Abdul Rasheed said increasingly sophisticated AI models are raising new governance challenges as they become harder to explain, validate and scrutinise despite offering stronger analytical capabilities.

This, he said, requires financial institutions to address critical questions over accountability, fairness and oversight as AI systems continue to evolve beyond traditional control frameworks.

From Efficiency to Industry Collaboration

While AI has largely been deployed to improve productivity, compliance, fraud detection, credit assessments and risk management, Abdul Rasheed said the next phase of innovation should extend beyond internal efficiency gains.

Instead, he urged financial institutions to harness AI collectively to tackle industry-wide challenges such as financial scams, fraud and cyber threats.

He pointed to the collaboration between BNM, the Royal Malaysia Police, financial institutions, PayNet and other ecosystem partners to strengthen customer protection through intelligence sharing and coordinated safeguards.

“Trust is not built by one institution, but by an ecosystem working as one,” he said, adding that institutions should continue competing where markets demand it while collaborating where public interest requires collective action.

Risk, Compliance Roles Become More Critical

Abdul Rasheed also highlighted the growing importance of risk management, compliance and internal audit functions as AI systems become increasingly autonomous and complex.

He said assurance can no longer be limited to verifying whether controls exist.
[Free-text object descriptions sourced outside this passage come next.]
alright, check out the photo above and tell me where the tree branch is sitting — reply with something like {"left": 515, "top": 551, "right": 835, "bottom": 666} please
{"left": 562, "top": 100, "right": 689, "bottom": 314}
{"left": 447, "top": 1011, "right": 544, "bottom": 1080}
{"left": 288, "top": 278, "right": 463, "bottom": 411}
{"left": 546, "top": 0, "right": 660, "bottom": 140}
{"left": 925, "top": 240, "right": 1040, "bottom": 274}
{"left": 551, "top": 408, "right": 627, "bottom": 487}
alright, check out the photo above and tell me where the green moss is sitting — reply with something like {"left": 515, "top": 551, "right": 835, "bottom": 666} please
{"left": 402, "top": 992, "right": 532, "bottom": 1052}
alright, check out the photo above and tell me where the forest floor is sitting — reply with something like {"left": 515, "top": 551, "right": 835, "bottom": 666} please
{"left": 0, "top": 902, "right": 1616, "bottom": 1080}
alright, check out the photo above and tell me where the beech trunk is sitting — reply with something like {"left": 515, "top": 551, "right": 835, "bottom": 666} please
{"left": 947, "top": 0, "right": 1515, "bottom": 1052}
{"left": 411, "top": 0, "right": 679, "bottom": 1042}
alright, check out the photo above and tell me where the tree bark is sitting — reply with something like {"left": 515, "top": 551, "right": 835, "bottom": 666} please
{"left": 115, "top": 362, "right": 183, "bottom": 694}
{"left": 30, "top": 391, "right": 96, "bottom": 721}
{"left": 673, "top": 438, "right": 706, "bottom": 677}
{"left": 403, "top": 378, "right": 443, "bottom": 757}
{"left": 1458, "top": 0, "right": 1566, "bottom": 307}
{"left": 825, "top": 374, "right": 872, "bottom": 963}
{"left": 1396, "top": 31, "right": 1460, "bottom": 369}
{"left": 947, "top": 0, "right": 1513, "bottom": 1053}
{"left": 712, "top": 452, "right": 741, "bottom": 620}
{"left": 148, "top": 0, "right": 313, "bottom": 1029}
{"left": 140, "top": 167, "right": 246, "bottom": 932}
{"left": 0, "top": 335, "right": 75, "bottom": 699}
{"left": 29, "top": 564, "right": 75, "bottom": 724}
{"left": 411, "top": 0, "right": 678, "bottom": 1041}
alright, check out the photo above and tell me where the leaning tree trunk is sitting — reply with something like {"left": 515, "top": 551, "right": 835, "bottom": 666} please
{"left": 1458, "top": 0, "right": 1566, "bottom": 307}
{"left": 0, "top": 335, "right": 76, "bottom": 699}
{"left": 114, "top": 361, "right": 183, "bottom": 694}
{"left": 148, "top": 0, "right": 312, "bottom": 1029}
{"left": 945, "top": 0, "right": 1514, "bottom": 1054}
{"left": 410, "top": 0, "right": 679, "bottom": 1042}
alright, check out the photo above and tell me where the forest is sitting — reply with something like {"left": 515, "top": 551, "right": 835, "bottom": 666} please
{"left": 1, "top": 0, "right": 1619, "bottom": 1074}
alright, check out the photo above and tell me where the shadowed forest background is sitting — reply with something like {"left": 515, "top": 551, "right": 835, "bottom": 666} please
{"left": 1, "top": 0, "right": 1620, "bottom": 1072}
Instead, institutions must be capable of explaining AI-driven outcomes, challenging automated decisions and retaining clear accountability over increasingly opaque systems.

He described these as leadership challenges rather than purely technical issues, requiring stronger professional judgement as AI assumes a larger role in decision-making.

Beyond governance, Abdul Rasheed said the financial industry’s long-term success with AI will depend on its investment in people.

He noted that the future of AI will be shaped less by technology itself than by talent equipped with governance capabilities, ethical judgement and the ability to operate effectively alongside intelligent machines.

As AI reshapes job roles and workflows, financial institutions must prioritise upskilling and reskilling their workforce to ensure employees can adapt to the changing landscape.

He also commended the Asian Institute of Chartered Bankers’ Future Skills Framework for helping develop AI literacy, governance capabilities and ethical competencies across the industry.

Supporting Innovation While Safeguarding Trust

Abdul Rasheed said BNM’s regulatory approach remains focused on encouraging innovation while ensuring it progresses responsibly.

The central bank, he said, will continue engaging with the industry early, providing clearer regulatory expectations, supporting responsible experimentation and investing in shared digital infrastructure that enables innovation at scale.

He highlighted the forthcoming Open Finance framework, which will enable secure, consent-based data sharing with phased implementation beginning in 2027, alongside ongoing asset tokenisation pilots under the Digital Assets Innovation Hub.

These initiatives, together with the upcoming Financial Sector Blueprint 2027-2030, are intended to strengthen the resilience and competitiveness of Malaysia’s financial sector while ensuring technological advances continue to serve the broader economy.

“The future of finance will not be defined by how fast and sophisticated our technology is,” Abdul Rasheed said. “It will be defined by whether that technology strengthens trust, broadens opportunity and serves society well.”